Nissan menyiapkan kebangkitan Skyline dengan cara yang jauh lebih cepat dari biasanya. Sedan performa empat pintu itu disebut akan muncul pada akhir 2026, dengan proses pengembangan yang dipangkas drastis.

Perubahan ini penting karena Nissan sedang mengadopsi pola kerja baru yang belajar dari manufaktur China. Kecepatan desain dan pengembangan, termasuk penggunaan AI, menjadi inti dari strategi itu.

Skyline Baru Jadi Wajah Perubahan Nissan

Skyline generasi baru disebut hanya membutuhkan 26 bulan dari tahap rancangan hingga produksi. Angka itu jauh lebih singkat dibanding model saat ini yang membutuhkan 55 bulan pengembangan.

Motor1 menyebut percepatan ini akan membuat Skyline menjadi contoh paling nyata dari cara kerja baru Nissan. Jika jadwalnya berjalan sesuai rencana, mobil ini akan menunjukkan bahwa efisiensi pengembangan bukan lagi sekadar target internal.

Target yang lebih luas juga sudah disiapkan. Nikkei melaporkan CEO Nissan Ivan Espinosa ingin perusahaan mampu menghadirkan kendaraan baru ke pasar dalam sekitar 30 bulan.

Dalam konteks itu, Skyline generasi baru bahkan disebut bisa lebih cepat empat bulan dari target tersebut. Posisi ini membuatnya terasa bukan hanya sebagai model baru, tetapi juga proyek pembuktian.
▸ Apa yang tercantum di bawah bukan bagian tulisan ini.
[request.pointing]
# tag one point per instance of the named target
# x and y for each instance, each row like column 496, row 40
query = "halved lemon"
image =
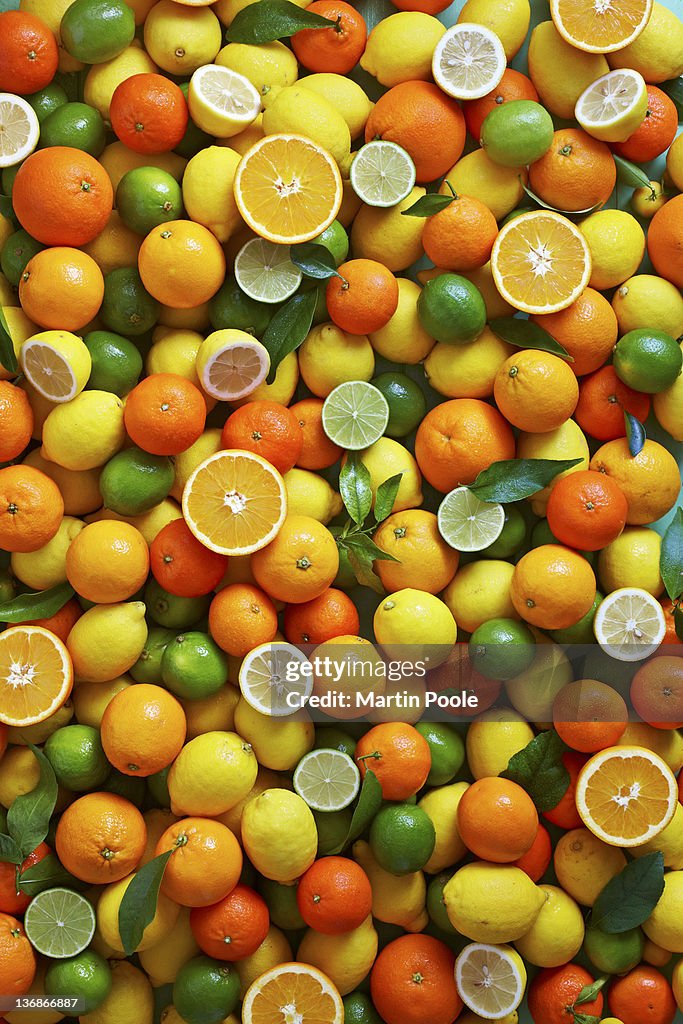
column 293, row 992
column 288, row 188
column 491, row 979
column 36, row 675
column 231, row 364
column 600, row 26
column 541, row 262
column 626, row 795
column 235, row 502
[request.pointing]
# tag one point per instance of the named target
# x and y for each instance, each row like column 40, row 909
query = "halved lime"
column 630, row 624
column 467, row 523
column 275, row 679
column 355, row 415
column 59, row 923
column 382, row 173
column 327, row 779
column 265, row 272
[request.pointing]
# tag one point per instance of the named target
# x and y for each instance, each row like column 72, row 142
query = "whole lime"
column 501, row 648
column 134, row 481
column 517, row 133
column 94, row 31
column 86, row 977
column 194, row 667
column 401, row 838
column 452, row 309
column 407, row 402
column 117, row 364
column 647, row 360
column 446, row 749
column 77, row 758
column 147, row 197
column 206, row 991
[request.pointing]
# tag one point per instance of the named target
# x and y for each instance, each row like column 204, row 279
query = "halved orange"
column 626, row 795
column 541, row 262
column 288, row 188
column 598, row 26
column 307, row 994
column 235, row 502
column 36, row 675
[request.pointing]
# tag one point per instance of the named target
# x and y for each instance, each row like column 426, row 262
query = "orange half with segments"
column 36, row 675
column 288, row 188
column 235, row 502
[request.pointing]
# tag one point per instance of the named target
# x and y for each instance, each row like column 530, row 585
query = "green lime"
column 512, row 538
column 452, row 309
column 127, row 307
column 647, row 360
column 206, row 991
column 613, row 953
column 401, row 838
column 194, row 667
column 77, row 758
column 134, row 481
column 502, row 648
column 117, row 364
column 147, row 197
column 230, row 307
column 517, row 133
column 59, row 923
column 16, row 252
column 48, row 99
column 435, row 903
column 358, row 1009
column 172, row 611
column 407, row 402
column 446, row 749
column 94, row 31
column 86, row 976
column 147, row 667
column 78, row 125
column 282, row 904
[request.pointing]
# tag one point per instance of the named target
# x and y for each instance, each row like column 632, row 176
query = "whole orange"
column 552, row 587
column 459, row 438
column 62, row 197
column 497, row 820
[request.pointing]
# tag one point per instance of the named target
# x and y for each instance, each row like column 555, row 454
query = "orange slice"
column 626, row 795
column 36, row 675
column 288, row 188
column 600, row 26
column 541, row 262
column 235, row 502
column 293, row 992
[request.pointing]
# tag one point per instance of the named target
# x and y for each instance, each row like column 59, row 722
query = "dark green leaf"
column 40, row 604
column 29, row 817
column 139, row 901
column 291, row 324
column 524, row 334
column 635, row 433
column 539, row 769
column 313, row 260
column 355, row 487
column 386, row 496
column 9, row 851
column 369, row 804
column 629, row 898
column 272, row 19
column 671, row 559
column 630, row 174
column 427, row 206
column 512, row 479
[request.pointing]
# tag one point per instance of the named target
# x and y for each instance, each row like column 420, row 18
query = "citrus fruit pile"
column 338, row 336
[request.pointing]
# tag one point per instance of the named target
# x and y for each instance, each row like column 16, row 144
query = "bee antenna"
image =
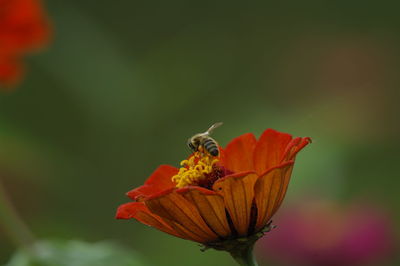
column 214, row 126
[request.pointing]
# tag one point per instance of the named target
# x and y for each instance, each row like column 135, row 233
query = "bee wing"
column 211, row 129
Bukan Penerus GT-R, Melainkan Sedan Skyline

Nama Skyline sering dikaitkan dengan GT-R, tetapi model yang dimaksud kali ini bukan penerus langsung lini tersebut. Nissan justru menyiapkan sedan empat pintu berperforma tinggi yang tetap membawa nama Skyline.
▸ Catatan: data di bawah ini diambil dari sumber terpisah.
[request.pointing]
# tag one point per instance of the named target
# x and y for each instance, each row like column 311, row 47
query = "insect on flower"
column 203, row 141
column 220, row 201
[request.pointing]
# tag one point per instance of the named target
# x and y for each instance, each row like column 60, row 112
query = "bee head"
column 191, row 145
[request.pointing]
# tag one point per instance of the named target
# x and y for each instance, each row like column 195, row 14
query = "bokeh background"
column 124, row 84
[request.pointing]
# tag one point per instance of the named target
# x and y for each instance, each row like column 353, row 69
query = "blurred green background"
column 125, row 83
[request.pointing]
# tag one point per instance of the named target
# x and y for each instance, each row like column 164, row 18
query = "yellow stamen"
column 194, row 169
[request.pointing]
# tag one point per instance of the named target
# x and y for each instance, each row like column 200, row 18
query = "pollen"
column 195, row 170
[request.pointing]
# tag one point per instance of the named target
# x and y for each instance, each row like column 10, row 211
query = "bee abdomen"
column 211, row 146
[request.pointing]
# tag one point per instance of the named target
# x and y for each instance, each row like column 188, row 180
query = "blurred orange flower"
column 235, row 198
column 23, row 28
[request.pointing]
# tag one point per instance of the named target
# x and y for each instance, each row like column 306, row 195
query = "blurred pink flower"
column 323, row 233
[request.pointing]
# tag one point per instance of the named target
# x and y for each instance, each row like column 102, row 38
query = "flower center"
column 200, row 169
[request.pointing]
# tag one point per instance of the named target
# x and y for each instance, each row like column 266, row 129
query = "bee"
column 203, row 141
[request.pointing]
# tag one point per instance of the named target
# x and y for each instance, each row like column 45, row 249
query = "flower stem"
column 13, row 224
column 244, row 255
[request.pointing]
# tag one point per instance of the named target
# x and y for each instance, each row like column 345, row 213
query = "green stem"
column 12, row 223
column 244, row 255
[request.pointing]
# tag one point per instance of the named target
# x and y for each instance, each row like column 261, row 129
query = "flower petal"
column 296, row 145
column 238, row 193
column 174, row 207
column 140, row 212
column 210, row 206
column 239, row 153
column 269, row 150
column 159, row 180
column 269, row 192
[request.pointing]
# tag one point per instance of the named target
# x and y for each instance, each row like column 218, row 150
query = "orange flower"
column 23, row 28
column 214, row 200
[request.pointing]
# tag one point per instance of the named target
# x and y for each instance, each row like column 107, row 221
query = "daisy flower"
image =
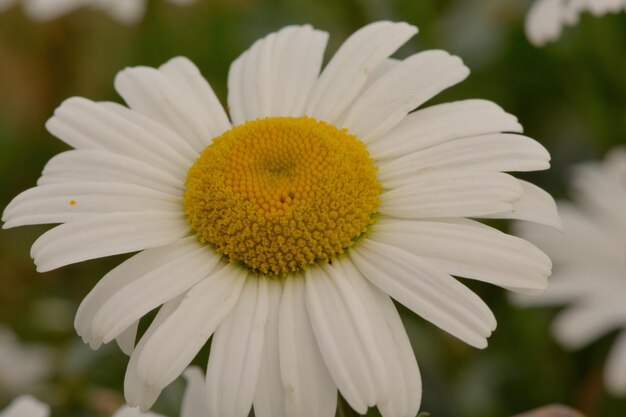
column 284, row 231
column 193, row 404
column 125, row 11
column 546, row 18
column 590, row 267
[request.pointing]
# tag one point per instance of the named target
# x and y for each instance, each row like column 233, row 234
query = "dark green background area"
column 569, row 95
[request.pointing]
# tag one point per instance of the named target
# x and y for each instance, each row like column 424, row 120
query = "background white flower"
column 126, row 11
column 26, row 406
column 285, row 343
column 546, row 18
column 22, row 366
column 590, row 262
column 193, row 402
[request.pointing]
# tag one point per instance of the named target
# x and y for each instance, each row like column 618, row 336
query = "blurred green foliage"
column 570, row 95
Di pasar Amerika Utara, model ini juga dikenal sebagai Infiniti. Saat resmi meluncur nanti, mobil itu akan menyandang status sebagai Skyline generasi ke-14.

Generasi sebelumnya berkode V37 dan mulai diperkenalkan pada 2014. Masa produksinya berakhir pada 2024, sehingga kehadiran generasi baru menandai pergantian besar setelah satu dekade lebih model lama bertahan.

Mesin V6 Twin-Turbo Masih Jadi Arah Utama

Informasi teknis yang beredar masih terbatas, tetapi varian tertinggi Skyline anyar disebut akan memakai mesin VR30DDTT V6 3.000 cc twin-turbo dari generasi sebelumnya. Output tenaganya dikabarkan bisa menembus lebih dari 420 hp.

Meski begitu, spesifikasi final belum bisa dipastikan karena Nissan masih membuka kemungkinan penggunaan mesin lain. Ada juga informasi yang menyebut sistem penggerak all-wheel drive bisa ikut disiapkan.

Nissan disebut bakal menyediakan versi yang lebih jinak untuk menjangkau pasar yang lebih luas. Artinya, Skyline tetap diarahkan sebagai sedan performa tinggi, meski tidak semua varian akan dibuat ekstrem.

Strategi Baru Ini Tidak Berhenti di Skyline

Nissan tidak ingin pendekatan ini berhenti pada satu model saja. Jika cara pengembangan baru ini terbukti berhasil, pola yang sama akan diterapkan ke produk lain di berbagai segmen.

Perusahaan bahkan menargetkan peluncuran produk baru dalam tempo satu tahun pada masa depan. AI yang dipakai dalam proses perancangan juga disebut akan membantu upaya menghidupkan kembali GT-R.

Teknologi dan metode kerja yang sama nantinya akan dipakai untuk pengembangan SUV hingga pikap. Dengan begitu, Skyline berperan sebagai model percontohan untuk perubahan yang lebih luas di tubuh Nissan.

Bagi penggemar lama, nama Skyline tetap punya bobot sejarah yang besar di Nissan. Bagi industri, yang paling menarik justru adalah cara mobil ini lahir, karena lebih cepat, lebih efisien, dan bisa menjadi awal transformasi pengembangan produk Nissan berikutnya.